In the U.S., racial tensions have been on the rise the past several years–particularly tensions between African American communities and police officers. The tensions have been fueled by shocking videos of alleged police brutality against black suspects and equally shocking reports of police officers being ambushed and gunned down in the line of duty.
How does this growing unease affect the average driver when he or she gets pulled over for a traffic violation? A new survey suggests there are some significant disparities along race and gender lines, though there’s a lot more research that need to be done on the topic.
The survey was carried out by the folks at cheapcarinsurance.net, an online auto insurance site. The site doesn’t describe its survey methodology in detail, and so far as we know, the people who conducted it weren’t scientists. However, the results are in keeping with other data we’ve seen, which show that racial profiling remains a problem in America and that the public’s relationship with police forces is in desperate need of improvement.
When survey respondents were asked how often they’ve been able to talk their way out of traffic tickets, 34.13 percent of African Americans said that they’ve never been successful at doing so. Meanwhile, a very fortunate 19.91 percent of Caucasian drivers say that they always get out of tickets–a higher percentage than any other group.
How have those lucky so-and-sos gotten out of those tickets? Most of them–89.12 percent–have simply told the truth. Significant numbers also showed remorse (77.62 percent) and/or flirted with the officer (72.22 percent). A very impressive 60.71 percent proved themselves to be great actors and said that they’d cried on purpose.
Overall, men were better at getting out of tickets than women. However, that may be because men have gotten more practice, because they get pulled over more frequently. Among respondents, men said that they’d been pulled over 3.88 times in their lives, while women said 3.38 times.
When broken down by race, African American drivers had been pulled over more than any other group (3.87 times), while Asian Americans had been stopped the least (2.52 times).
When asked whether they felt guilty after being stopped, there were some notable differences between racial groups. White drivers were the most likely to feel guilty (26.93 percent), while Hispanic drivers were least likely to feel that way (12.03 percent).
Meanwhile, African American drivers were most likely to say that they never felt guilty at traffic stops (6.13 percent), while Hispanic drivers were the least likely to say so (2.87 percent).
As we said, this poll wasn’t scientific, so we don’t want to rely on the precise numbers it turned up. However, it does reaffirm data that we’ve seen elsewhere–data that suggests that frustrations between police officers and the communities they serve have only been exacerbated in recent years. Given some of the rhetoric we saw during the recent presidential election, it’s unlikely that any of those frustrations will abate anytime soon without a lot of conscientious work on the part of community leaders and law enforcement.

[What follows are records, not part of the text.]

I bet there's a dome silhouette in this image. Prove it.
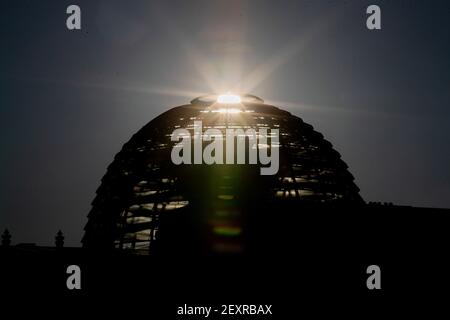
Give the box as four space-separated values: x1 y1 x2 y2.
82 95 364 254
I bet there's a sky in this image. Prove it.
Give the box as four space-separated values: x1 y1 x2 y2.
0 0 450 246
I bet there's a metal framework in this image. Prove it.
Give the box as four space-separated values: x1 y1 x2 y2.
82 95 363 254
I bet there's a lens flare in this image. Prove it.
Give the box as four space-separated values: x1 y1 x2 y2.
217 93 241 104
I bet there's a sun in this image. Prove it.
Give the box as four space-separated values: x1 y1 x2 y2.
217 93 241 104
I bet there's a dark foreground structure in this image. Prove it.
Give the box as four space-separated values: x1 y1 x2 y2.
0 96 450 310
83 95 364 254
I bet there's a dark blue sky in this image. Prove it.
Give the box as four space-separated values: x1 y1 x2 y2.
0 0 450 245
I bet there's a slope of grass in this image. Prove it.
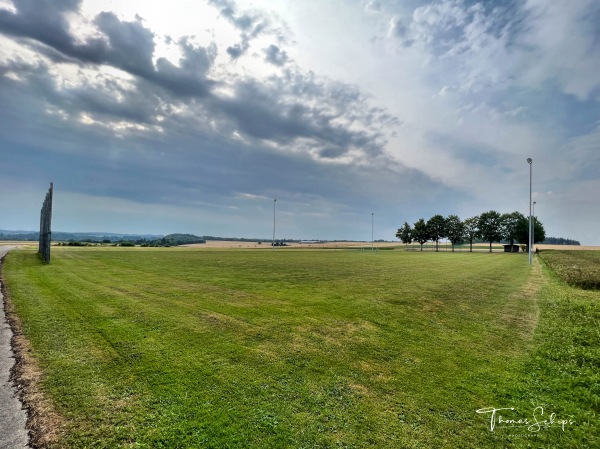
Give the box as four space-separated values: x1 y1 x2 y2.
487 251 600 449
540 250 600 290
4 248 584 448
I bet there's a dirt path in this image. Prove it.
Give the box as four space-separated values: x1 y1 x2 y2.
0 246 30 449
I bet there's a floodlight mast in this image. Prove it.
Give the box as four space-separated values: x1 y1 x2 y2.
271 198 277 251
527 157 533 265
371 212 375 251
531 201 536 252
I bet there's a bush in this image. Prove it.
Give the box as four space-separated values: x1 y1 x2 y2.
539 250 600 289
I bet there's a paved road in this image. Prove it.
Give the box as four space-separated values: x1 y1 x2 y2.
0 246 30 449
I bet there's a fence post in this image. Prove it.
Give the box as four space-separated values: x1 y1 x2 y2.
38 182 54 263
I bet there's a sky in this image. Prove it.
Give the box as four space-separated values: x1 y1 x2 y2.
0 0 600 245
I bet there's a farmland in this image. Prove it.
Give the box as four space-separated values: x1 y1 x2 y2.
3 248 600 448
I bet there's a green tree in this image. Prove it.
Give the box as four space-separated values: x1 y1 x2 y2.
396 222 412 245
477 210 502 253
515 215 546 251
502 211 525 245
427 214 446 251
464 216 479 253
446 215 465 252
411 218 431 251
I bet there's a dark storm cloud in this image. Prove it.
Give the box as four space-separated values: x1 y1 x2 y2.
264 44 288 66
0 1 214 97
209 0 283 60
0 0 390 158
0 2 416 224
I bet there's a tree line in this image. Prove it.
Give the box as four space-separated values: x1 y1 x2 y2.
396 210 546 252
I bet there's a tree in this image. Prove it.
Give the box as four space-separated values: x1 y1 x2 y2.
477 210 502 253
502 211 525 245
464 216 479 253
427 214 446 251
446 215 465 252
515 216 546 251
396 222 412 245
411 218 431 251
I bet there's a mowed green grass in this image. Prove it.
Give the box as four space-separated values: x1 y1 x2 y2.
4 248 576 448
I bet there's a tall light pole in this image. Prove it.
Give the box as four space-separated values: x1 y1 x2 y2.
531 201 535 252
371 212 375 251
527 157 533 265
271 198 277 251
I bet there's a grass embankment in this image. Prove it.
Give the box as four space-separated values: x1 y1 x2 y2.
540 250 600 289
4 249 598 448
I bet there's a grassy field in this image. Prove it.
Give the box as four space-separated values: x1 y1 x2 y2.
540 250 600 289
3 248 600 448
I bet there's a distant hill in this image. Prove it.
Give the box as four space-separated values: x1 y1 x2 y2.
542 237 581 246
148 234 206 246
0 229 163 242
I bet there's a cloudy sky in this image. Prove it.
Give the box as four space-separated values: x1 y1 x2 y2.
0 0 600 245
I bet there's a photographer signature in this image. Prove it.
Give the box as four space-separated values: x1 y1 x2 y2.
477 406 575 432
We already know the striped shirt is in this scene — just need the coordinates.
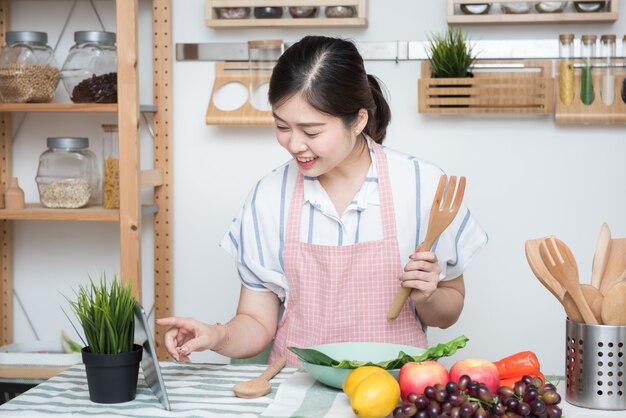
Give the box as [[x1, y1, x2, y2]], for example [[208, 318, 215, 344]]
[[220, 139, 487, 305]]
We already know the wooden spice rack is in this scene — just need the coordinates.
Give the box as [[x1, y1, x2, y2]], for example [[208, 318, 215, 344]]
[[418, 60, 554, 114], [554, 61, 626, 123], [447, 0, 619, 24], [205, 0, 367, 28], [0, 0, 173, 360], [206, 62, 274, 126]]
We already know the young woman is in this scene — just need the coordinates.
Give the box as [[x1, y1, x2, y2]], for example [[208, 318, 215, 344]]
[[157, 36, 487, 365]]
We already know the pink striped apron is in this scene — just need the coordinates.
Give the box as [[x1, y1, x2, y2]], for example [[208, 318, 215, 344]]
[[270, 143, 428, 366]]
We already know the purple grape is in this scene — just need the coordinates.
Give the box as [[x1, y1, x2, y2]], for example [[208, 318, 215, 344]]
[[415, 395, 430, 411], [478, 386, 493, 404], [498, 386, 514, 396], [426, 401, 441, 417], [435, 389, 448, 403], [491, 402, 506, 417], [517, 402, 530, 417], [459, 374, 472, 392], [541, 390, 561, 405], [546, 405, 563, 418], [424, 386, 436, 400], [446, 381, 459, 395], [530, 399, 546, 415], [524, 387, 539, 403], [448, 393, 465, 406], [506, 398, 519, 412], [474, 408, 489, 418]]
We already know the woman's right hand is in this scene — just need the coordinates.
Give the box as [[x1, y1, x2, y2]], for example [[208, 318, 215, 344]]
[[156, 317, 219, 362]]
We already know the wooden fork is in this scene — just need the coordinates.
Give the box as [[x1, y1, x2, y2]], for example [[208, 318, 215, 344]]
[[539, 237, 598, 325], [387, 174, 465, 321]]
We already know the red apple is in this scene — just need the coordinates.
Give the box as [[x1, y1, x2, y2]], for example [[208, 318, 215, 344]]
[[398, 360, 448, 402], [450, 358, 500, 393]]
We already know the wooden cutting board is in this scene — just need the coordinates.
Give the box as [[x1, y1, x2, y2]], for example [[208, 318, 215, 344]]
[[600, 238, 626, 296]]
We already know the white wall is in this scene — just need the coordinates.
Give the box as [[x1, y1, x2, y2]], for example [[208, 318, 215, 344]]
[[8, 0, 626, 374]]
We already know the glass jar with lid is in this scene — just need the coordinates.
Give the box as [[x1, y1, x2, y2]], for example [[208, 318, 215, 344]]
[[580, 35, 597, 105], [102, 124, 120, 209], [61, 31, 117, 103], [600, 35, 616, 106], [500, 2, 530, 15], [559, 33, 574, 105], [0, 31, 61, 103], [461, 3, 491, 15], [574, 1, 606, 13], [535, 1, 567, 13], [35, 137, 100, 209]]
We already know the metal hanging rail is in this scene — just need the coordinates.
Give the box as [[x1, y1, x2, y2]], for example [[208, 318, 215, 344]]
[[176, 39, 564, 62]]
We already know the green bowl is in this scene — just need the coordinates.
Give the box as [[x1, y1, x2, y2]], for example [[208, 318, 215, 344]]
[[300, 342, 424, 389]]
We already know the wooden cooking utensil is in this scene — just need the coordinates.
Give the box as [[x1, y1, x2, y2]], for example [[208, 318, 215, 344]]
[[387, 174, 465, 321], [563, 292, 585, 322], [539, 237, 598, 325], [591, 222, 611, 289], [602, 282, 626, 325], [600, 238, 626, 296], [525, 238, 567, 304], [233, 357, 287, 398], [580, 284, 604, 324]]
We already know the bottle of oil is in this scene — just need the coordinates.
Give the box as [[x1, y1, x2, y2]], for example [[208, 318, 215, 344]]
[[580, 35, 597, 105], [559, 33, 574, 105]]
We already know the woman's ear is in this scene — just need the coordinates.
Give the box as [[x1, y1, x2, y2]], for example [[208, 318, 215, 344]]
[[354, 108, 369, 133]]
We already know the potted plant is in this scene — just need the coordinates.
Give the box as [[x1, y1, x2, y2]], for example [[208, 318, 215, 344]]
[[68, 275, 143, 403], [426, 28, 476, 78]]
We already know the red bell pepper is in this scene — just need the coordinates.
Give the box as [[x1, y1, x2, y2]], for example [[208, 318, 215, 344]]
[[493, 351, 540, 380]]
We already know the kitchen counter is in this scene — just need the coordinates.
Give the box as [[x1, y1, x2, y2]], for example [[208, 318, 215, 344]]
[[0, 362, 626, 418]]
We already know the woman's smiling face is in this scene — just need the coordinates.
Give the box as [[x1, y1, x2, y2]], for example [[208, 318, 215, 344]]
[[273, 93, 367, 177]]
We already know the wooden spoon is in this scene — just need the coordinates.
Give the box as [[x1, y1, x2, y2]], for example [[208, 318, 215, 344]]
[[600, 238, 626, 296], [602, 282, 626, 325], [387, 174, 465, 321], [525, 238, 567, 304], [563, 292, 585, 323], [233, 357, 287, 398], [539, 237, 598, 325], [580, 284, 604, 324], [591, 222, 611, 289]]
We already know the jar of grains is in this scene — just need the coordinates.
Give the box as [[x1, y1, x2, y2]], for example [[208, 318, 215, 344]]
[[61, 30, 117, 103], [0, 31, 61, 103], [35, 137, 100, 209]]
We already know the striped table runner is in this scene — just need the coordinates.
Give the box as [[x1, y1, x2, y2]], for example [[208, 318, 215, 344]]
[[0, 363, 296, 418]]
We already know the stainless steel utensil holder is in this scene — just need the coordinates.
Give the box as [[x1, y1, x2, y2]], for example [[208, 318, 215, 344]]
[[565, 320, 626, 410]]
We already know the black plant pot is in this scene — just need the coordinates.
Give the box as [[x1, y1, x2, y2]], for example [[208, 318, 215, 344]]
[[82, 344, 143, 403]]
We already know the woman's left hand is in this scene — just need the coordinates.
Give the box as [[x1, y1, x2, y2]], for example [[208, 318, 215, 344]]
[[400, 244, 441, 299]]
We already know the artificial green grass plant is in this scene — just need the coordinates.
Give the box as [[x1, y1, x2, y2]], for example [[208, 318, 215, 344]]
[[426, 28, 476, 78], [66, 275, 136, 354]]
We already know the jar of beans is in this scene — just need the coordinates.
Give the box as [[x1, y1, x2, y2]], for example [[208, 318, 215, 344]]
[[35, 137, 100, 209], [0, 31, 61, 103], [61, 31, 117, 103]]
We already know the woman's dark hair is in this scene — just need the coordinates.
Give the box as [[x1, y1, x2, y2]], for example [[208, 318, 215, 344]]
[[269, 36, 391, 144]]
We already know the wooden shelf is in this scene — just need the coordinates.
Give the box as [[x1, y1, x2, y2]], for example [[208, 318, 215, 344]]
[[418, 60, 554, 114], [554, 63, 626, 124], [447, 0, 619, 24], [0, 103, 157, 113], [0, 203, 158, 222], [205, 0, 368, 28]]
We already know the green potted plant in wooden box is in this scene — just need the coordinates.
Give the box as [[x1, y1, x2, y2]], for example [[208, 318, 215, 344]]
[[426, 28, 476, 78], [68, 276, 143, 403]]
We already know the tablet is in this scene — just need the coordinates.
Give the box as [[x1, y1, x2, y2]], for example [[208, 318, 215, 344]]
[[135, 302, 171, 411]]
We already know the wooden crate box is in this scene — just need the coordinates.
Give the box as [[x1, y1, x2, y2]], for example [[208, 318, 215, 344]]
[[418, 60, 554, 114]]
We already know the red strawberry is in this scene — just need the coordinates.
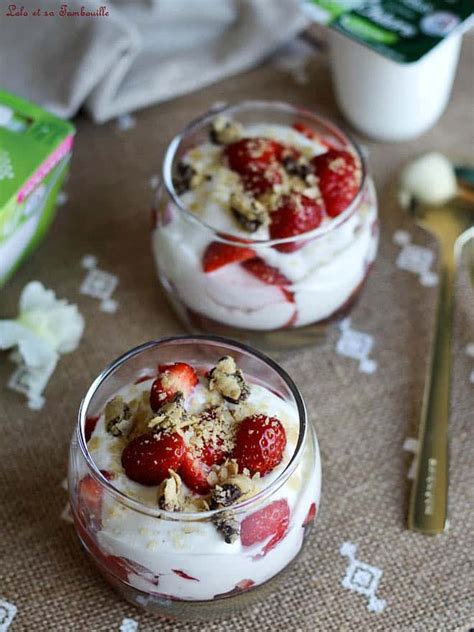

Like more scientific surveys, this one doesn’t put forward hypotheses about why certain groups or genders responded to particular questions in particular ways. For example, what role does geography play in the survey? It found that drivers in the South were more likely to get pulled over than those in other parts of the country, but was that a simple coincidence, or was it due to the fact that African Americans make up a greater proportion of the Southern population?
Also, we’d be curious to know how these sentiments have changed over time. Were African Americans more likely to get out of traffic tickets before racial tensions began to ramp up, around the time of Michael Brown’s death in Ferguson, Missouri? If so, why?
These are tough questions with a lot of variables, and the answers are just as complicated. But if we don’t start the process of resolving the situation, it won’t improve.